Je m’appelais Abdul Jamil. Je suis né
à six kilomètres de la frontière pakistanaise, sur un plateau sans
arbres. Mon village survivait autour d’un puits capricieux, à
l’eau noire, vomitive d’une terre ingrate. Quel fou, quel
illuminé avait donc décidé qu’ici vivraient un jour des hommes
de foi, de rien, d’horizons pourpres ? Au revers du
basculement d’une colline de poussière, on change de pays, mais
pas de peuple. Nous sommes tous des Pachtounes. Entre Waziris,
Kharotis et Sulaimankhels, nous nous faisions la guerre tribale, nous
nous faisons toujours la guerre. Mais pour une femme, un mur, un
chien, une chèvre. La guerre, celle qui est venue, s’est emparée
de nos rêves, et a pris le reste. Mes oncles sont partis les
premiers, et ont franchi le poste-frontière d’Angoor Adda. Ils
donnent encore des nouvelles. Ils ont traversé le Waziristan. Ils
sont descendus à la grande ville. Ils font les fiers à Karachi, se
sont mariés avec des jeunes femmes aux jambes plus longues que les
filles Ghilji de chez moi. Mon vieux père est resté. Ma mère,
Aliah, n’a pas survécu à un virus violent, dénommé la grippe,
portée par les envahisseurs, les occupants, comment donc les
nommer ? Ces bâtards roux, blonds, ou bien noirs, gras, oui,
adipeux, qui portent des gants lorsqu’ils nous serrent la main. Les
deux concubines de mon vieux père m’ont toujours détesté. Je
suis devenu leur chose. Qui porte, creuse, court, nettoie, cherche
jusqu’à l’aurore les animaux égarés, et donne son dos à des
flagellations brèves, mais épineuses. J’ai attendu avant de fuir.

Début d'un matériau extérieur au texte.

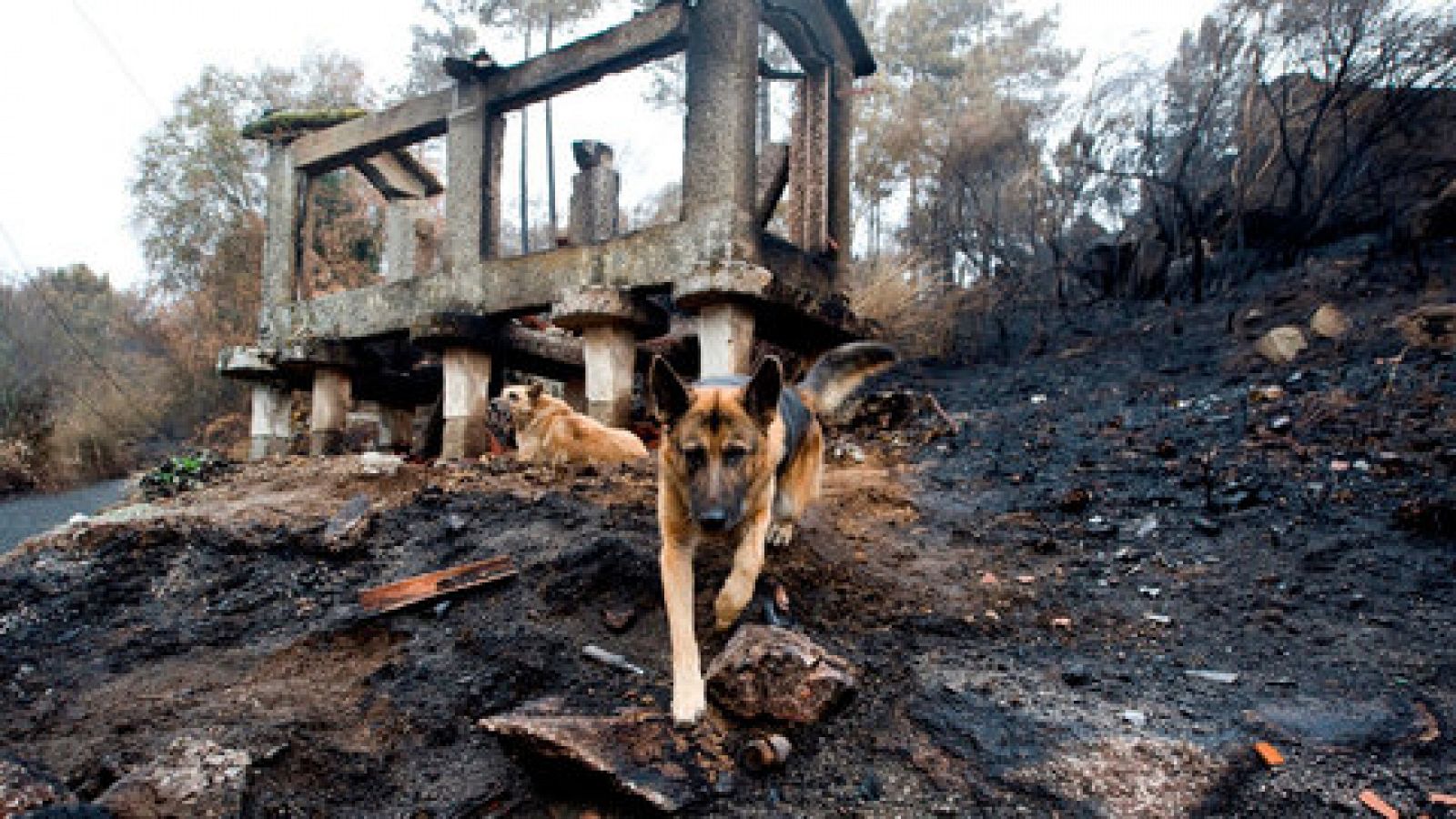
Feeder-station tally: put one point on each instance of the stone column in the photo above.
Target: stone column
(593, 196)
(400, 242)
(331, 411)
(611, 353)
(611, 322)
(721, 128)
(466, 402)
(810, 162)
(397, 429)
(284, 216)
(271, 421)
(841, 181)
(475, 142)
(575, 394)
(724, 339)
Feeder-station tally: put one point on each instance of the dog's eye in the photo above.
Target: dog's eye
(695, 455)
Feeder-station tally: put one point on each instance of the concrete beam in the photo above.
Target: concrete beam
(331, 410)
(466, 402)
(271, 424)
(581, 308)
(645, 38)
(408, 123)
(519, 285)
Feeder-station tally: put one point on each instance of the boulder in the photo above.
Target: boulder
(1330, 322)
(1281, 344)
(1431, 327)
(638, 751)
(772, 672)
(193, 778)
(24, 787)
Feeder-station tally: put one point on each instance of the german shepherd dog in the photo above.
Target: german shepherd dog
(548, 430)
(740, 460)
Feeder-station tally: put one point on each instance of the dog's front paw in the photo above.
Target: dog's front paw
(689, 705)
(779, 535)
(727, 610)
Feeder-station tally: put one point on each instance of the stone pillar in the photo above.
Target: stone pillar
(724, 339)
(284, 217)
(611, 353)
(593, 196)
(331, 411)
(810, 162)
(475, 142)
(397, 428)
(720, 131)
(271, 421)
(400, 242)
(466, 402)
(841, 131)
(575, 394)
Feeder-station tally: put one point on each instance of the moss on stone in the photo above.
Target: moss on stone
(288, 123)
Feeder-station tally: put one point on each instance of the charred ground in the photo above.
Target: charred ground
(1023, 595)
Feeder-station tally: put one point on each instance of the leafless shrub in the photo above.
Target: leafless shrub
(915, 310)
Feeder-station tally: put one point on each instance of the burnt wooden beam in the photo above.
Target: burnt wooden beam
(774, 177)
(652, 35)
(398, 175)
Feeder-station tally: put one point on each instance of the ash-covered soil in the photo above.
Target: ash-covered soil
(1028, 599)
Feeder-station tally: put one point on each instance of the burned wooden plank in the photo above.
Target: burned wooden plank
(652, 35)
(638, 753)
(427, 586)
(774, 177)
(398, 175)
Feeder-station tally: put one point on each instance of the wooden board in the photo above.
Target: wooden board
(437, 583)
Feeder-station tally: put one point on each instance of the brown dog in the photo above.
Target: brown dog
(548, 430)
(740, 460)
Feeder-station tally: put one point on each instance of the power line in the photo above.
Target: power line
(56, 314)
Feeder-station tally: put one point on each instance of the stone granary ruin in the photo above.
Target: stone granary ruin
(412, 339)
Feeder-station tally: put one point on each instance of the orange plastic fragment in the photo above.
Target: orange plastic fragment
(1269, 753)
(1380, 806)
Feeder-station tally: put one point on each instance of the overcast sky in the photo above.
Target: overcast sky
(82, 80)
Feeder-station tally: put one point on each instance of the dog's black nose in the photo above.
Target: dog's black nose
(713, 519)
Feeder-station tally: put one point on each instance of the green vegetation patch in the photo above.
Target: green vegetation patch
(284, 123)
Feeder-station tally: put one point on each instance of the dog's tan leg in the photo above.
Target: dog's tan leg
(747, 562)
(676, 561)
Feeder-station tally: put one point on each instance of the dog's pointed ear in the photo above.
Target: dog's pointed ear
(667, 390)
(761, 398)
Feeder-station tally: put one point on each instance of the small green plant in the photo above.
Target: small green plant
(184, 472)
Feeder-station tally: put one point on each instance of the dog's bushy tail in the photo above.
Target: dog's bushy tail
(844, 369)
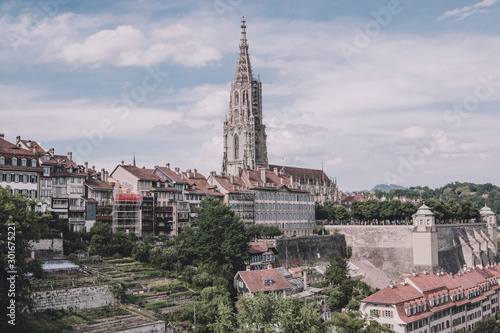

J’ai résisté. Même la nuit, lorsque parfois sifflaient des
flèches de métal et de feu qui s’abattaient sur les hauteurs où
flottaient les drapeaux de notre Calife. Et un jour, ils sont
arrivés. Cent, deux cents véhicules ? Autant de bulldozers aux
roues hautes comme cinq hommes. Et Shkin, mon village, mon puits, mes
pleurs, est devenu la base des opérations spéciales de nos
envahisseurs. D’abord, ce sont des grands types de provinces
appelées chez eux Utah et Oregon qui sont venus les premiers. Pour
tout raser, aplanir. Notre maison a disparu la première. On nous a
repoussés à trois kilomètres de là, où l’eau noire ne point
plus, sous de grandes tentes blanches sous lesquelles tu suffoques à
partir d’avril, et qui ne retient rien des grands vents du nord,
dans l’hiver des longues plaintes. On nous a utilisés sur le
chantier pour un salaire de mendiant. Pourtant, ces dollars, je les
ai soustraits aux concubines de mon père, et les ai dissimulés dans
le muret aux scorpions où personne d’autre que moi ne glisserait
ses doigts. Lorsque leur fort a été érigé, ils l’ont appelé
Alamo. C’est en souvenir d’un combat célèbre, dans l’histoire
de leur pays hérétique. Comme si l’on pouvait compter des braves
chez ces infidèles. Et les Diables ont surgi. De lourds hélicoptères
sombres les ont déposés. Les soldats-ouvriers ont été remplacés
par de vrais guerriers. Trois mille tueurs surarmés bouffaient,
pissaient et chiaient sur ma terre d’enfant.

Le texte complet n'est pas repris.